## Hadoop Streaming Assignment 4: Word Groups

Calculate statistics for groups of words which are equal up to permutations of letters. For example, ‘emit’, ‘item’ and ‘time’ are the same words up to a permutation of letters. Determine such groups of words and sum all their counts. Apply stop words filter. Filter out groups that consist of only one word.

Output: count of occurrences for the group of words, number of unique words in the group, comma-separated list of the words in the group in lexicographical order:

sum <tab> group size <tab> word1,word2,...

Example: assume ‘emit’ occurred 3 times, 'item' -- 2 times, 'time' -- 5 times; 3 + 2 + 5 = 10, group contains 3 words, so for this group result is:

10 3 emit,item,time

The result of the task is the output line with word ‘english’.

The result on the sample dataset:
7823    eghilns 5   english,helsing,hesling,shengli,shingle

NB: Do not forget about the lexicographical order of words in the group: 'emit,item,time' is OK, 'emit,time,item' is not.

In [1]:
%%writefile mapper.py

import sys
import re

from imp import reload
if sys.version[0] == '2':
    reload(sys)
    sys.setdefaultencoding("utf-8") # required to convert to unicode

def read_stopwords(file_path): #Read in stop words file
    return set(word.strip().lower() for word in open(file_path))

#read in stop words
stopwords = read_stopwords("stop_words_en.txt")

for line in sys.stdin:
    try:
        article_id, text = unicode(line.strip()).split('\t', 1)

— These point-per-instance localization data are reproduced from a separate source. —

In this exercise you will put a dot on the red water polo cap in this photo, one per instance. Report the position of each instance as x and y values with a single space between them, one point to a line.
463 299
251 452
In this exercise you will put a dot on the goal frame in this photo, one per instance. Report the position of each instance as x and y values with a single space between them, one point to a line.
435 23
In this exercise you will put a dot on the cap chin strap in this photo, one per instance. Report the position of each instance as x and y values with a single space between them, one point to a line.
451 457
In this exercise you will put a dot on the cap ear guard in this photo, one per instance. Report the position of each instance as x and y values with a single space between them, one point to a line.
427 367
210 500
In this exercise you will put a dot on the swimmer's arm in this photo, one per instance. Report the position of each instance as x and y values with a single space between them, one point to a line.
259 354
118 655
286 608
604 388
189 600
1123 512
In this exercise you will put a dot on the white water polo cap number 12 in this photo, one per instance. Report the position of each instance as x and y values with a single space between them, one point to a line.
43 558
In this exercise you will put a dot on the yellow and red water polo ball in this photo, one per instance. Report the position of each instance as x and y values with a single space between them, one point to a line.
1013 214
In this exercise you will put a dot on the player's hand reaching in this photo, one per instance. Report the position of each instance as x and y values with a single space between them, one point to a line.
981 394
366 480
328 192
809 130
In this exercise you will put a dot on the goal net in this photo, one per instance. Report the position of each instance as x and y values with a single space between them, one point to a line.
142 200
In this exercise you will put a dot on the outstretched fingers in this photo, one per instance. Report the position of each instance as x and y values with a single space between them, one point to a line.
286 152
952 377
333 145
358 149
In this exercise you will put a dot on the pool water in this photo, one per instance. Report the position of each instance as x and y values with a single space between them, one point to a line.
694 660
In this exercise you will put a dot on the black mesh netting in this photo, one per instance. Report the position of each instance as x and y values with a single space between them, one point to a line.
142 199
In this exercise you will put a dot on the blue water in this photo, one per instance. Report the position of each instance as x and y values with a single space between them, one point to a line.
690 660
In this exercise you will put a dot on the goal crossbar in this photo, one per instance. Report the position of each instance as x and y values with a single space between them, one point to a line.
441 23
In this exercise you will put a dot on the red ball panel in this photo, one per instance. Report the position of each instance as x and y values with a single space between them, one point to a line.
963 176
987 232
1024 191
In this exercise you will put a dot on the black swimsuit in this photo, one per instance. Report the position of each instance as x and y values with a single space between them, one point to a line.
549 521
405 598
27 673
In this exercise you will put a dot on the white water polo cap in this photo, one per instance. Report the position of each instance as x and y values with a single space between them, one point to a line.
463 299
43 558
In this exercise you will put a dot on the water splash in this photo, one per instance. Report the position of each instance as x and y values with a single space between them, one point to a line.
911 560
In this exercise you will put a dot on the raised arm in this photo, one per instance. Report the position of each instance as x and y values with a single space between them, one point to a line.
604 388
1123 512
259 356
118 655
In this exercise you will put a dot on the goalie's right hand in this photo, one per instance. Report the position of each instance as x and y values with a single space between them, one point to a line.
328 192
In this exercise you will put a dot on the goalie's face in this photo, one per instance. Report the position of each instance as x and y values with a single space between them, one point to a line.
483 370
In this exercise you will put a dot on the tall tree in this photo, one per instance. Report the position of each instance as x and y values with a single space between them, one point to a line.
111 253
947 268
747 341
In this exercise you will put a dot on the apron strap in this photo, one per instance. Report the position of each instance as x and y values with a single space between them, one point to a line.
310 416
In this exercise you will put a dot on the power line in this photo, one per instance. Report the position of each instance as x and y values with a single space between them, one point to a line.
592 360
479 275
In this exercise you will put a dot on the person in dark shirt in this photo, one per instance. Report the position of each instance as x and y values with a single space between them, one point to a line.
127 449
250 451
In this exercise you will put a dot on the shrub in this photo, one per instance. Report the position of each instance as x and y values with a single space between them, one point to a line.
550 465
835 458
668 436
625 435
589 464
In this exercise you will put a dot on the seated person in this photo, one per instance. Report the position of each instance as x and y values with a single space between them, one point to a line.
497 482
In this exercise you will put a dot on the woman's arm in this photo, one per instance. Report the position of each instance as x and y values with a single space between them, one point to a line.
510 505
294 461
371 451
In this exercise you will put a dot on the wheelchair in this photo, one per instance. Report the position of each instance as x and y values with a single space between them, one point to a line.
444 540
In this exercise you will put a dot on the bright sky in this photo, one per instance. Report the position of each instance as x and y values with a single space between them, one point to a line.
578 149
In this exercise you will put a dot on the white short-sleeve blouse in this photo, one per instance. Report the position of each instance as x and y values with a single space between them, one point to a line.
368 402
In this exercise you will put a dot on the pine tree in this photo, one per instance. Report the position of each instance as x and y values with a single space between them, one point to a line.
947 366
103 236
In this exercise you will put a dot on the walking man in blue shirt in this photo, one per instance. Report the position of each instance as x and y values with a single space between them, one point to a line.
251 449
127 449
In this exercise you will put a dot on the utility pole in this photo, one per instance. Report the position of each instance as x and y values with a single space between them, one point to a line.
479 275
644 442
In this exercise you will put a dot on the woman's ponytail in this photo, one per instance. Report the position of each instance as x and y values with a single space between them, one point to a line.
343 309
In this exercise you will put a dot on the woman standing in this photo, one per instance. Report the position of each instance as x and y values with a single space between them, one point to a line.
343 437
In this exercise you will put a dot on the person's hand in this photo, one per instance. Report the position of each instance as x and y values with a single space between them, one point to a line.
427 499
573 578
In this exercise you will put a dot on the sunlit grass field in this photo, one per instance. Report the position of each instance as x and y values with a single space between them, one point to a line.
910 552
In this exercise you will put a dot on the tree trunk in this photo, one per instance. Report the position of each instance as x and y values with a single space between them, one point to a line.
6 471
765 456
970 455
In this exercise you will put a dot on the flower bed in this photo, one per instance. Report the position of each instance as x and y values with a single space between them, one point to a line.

        #text = re.sub("^\W+|\W+$", "", text, flags=re.UNICODE)
        words = re.split("\W*\s+\W*", text, flags=re.UNICODE)
        words = [word.lower().strip() for word in words if (word.lower() not in stopwords) and word.isalpha()]
    
        for word in words:
            print ("%s\t%d" % (word, 1))

    except Exception as e:
        print("Error in mapper.py", e)
        continue

Overwriting mapper.py


## Step 2. Create the reducer.

In [2]:
%%writefile reducer.py

# Your code for reducer here.
import sys
from imp import reload
if sys.version[0] == '2':
    reload(sys)
    sys.setdefaultencoding("utf-8") # required to convert to unicode

current_key = None
total = 0

for line in sys.stdin:
    try:
        key, count = line.strip().split('\t', 2)
        count = int(count)

    
        if current_key != key:
            if current_key:
                print("{}\t{}".format(current_key, total))
            total = 0
            current_key = key

        total += count
    
    except Exception as e:
        print("Error in reducer.py", e)
        continue
    
if current_key:
    print ("%s\t%d" % (current_key, total))
    #print("{}\t{}".format(current_key, total))

Overwriting reducer.py


In [3]:
%%writefile mapper2.py

# Your code for mapper here.
import sys
from imp import reload
if sys.version[0] == '2':
    reload(sys)
    sys.setdefaultencoding("utf-8") # required to convert to unicode

current_key = None
sorted_key = None
total = 0

for line in sys.stdin:
    try:
        key, count = line.strip().split('\t', 2)
        count = int(count)

        if current_key != key:
            if current_key:
                print ("%s\t%d\t%s" % (sorted_key, total, current_key))
            current_key = key
            sorted_key = ''.join(sorted(current_key))
            total = 0

        total += count

    except Exception as e:
        print("Error in mapper2.py", e)
        continue
        
if current_key:
    print ("%s\t%d\t%s" % (sorted_key, total, current_key))
    #print("{}\t{}\t{}".format(sorted_key, current_key, total))

Overwriting mapper2.py


In [4]:
%%writefile reducer2.py

# Your code for reducer here.
import sys
from imp import reload
if sys.version[0] == '2':
    reload(sys)
    sys.setdefaultencoding("utf-8") # required to convert to unicode

current_key = None
total_sum = 0
word_set = set()

for line in sys.stdin:
    try:
        sorted_key, key_count, key = line.strip().split('\t', 2)
        key_count = int(key_count)

    
        if current_key != sorted_key:
            if current_key and len(word_set) > 1:
                print ("%d\t%s\t%d\t%s" % (total_sum, current_key, len(word_set), ','.join(sorted(word_set))))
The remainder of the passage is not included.